Medical Billing is a complex puzzle, CBS is your practice’s missing piece. To learn more, or to get medical billing and consulting help from the best in the business, then submit a contact form on our website.
What are Medicare prior authorization requirements for DMEPOS?
Medicare prior authorization requirements ensure DMEPOS providers distribute select “high risk” devices only after getting pre-approval from CMS. This list of 74 devices and coresponding HCPCS codes clearly documents the requirements. The program’s purpose is to reduce improper payments, prevent fraud, and ensure that CMS is only paying for services that are medical necessities.

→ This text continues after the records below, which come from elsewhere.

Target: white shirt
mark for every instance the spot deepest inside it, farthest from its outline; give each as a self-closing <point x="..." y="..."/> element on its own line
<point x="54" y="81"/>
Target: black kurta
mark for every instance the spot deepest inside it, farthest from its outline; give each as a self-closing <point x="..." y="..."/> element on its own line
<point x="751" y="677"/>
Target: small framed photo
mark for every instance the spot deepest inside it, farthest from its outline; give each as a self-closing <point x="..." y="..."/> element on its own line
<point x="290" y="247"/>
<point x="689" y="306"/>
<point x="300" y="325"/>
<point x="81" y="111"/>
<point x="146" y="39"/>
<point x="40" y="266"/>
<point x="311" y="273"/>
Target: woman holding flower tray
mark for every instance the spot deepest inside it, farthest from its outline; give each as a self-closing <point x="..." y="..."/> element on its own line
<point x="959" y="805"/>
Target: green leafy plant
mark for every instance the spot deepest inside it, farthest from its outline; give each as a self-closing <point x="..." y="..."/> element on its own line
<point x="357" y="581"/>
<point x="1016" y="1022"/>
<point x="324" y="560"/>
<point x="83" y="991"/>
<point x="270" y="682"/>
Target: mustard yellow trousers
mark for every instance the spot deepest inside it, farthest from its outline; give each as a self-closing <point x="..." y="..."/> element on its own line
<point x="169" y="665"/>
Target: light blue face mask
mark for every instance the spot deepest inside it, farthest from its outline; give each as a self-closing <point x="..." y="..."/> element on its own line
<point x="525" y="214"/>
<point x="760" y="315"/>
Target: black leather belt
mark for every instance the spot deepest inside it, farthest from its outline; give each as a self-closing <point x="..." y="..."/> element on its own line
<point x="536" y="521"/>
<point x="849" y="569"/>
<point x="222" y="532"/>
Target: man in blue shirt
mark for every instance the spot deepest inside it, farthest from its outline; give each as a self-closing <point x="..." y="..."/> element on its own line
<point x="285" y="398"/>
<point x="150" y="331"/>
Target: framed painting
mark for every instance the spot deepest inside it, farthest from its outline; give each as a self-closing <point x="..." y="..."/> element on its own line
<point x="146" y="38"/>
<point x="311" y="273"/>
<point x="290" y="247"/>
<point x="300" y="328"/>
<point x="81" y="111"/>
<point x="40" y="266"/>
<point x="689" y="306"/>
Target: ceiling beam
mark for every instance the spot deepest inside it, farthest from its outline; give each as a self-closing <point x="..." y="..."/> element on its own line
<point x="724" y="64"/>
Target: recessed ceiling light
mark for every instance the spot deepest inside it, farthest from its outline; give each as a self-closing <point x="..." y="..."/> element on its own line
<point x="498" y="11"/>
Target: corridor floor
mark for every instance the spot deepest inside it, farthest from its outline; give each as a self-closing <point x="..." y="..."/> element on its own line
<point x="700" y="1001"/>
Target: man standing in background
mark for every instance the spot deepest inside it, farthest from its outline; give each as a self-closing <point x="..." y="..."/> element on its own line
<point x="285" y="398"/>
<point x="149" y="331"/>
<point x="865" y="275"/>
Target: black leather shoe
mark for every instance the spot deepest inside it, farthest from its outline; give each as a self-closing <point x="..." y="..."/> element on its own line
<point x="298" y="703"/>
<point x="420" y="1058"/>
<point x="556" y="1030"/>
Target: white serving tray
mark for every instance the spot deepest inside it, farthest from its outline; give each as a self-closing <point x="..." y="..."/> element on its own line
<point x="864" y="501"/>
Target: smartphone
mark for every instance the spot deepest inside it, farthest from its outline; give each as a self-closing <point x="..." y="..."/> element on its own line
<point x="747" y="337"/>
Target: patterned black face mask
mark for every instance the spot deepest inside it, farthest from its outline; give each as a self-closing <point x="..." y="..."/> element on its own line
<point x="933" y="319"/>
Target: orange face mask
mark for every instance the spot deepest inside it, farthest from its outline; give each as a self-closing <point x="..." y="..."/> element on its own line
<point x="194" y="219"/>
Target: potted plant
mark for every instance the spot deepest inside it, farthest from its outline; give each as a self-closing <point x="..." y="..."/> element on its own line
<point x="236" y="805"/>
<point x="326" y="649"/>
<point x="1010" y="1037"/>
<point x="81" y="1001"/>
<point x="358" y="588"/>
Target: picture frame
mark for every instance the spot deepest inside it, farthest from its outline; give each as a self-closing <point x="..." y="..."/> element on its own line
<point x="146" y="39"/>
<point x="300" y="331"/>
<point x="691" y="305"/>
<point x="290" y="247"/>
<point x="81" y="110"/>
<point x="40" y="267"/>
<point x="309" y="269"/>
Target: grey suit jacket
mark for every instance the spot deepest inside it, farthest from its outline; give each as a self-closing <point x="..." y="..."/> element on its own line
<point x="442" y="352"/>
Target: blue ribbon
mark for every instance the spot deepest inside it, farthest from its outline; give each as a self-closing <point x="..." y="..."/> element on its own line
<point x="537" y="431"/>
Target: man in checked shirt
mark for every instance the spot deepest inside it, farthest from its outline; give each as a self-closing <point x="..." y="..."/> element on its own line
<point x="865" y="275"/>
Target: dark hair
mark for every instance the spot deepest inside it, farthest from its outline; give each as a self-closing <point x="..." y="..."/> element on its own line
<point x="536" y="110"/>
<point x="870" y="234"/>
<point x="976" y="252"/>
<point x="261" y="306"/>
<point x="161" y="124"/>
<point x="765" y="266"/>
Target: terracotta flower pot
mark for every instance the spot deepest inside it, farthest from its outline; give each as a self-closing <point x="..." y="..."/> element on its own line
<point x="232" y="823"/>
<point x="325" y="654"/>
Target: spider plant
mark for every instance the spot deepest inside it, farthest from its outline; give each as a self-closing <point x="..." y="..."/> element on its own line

What changed in Medicare prior authorization rules in April 2026?
As of April 13th, 2026, 7 new codes/devices are added to the medicare prior authorization list. 5 of these codes/devices are directly applicabable to O&P providers.
What happens if prior authorization is not obtained for DMEPOS items?
Medicare has made it clear: prior autorization is a condition for payment. No pre-auth, no payment.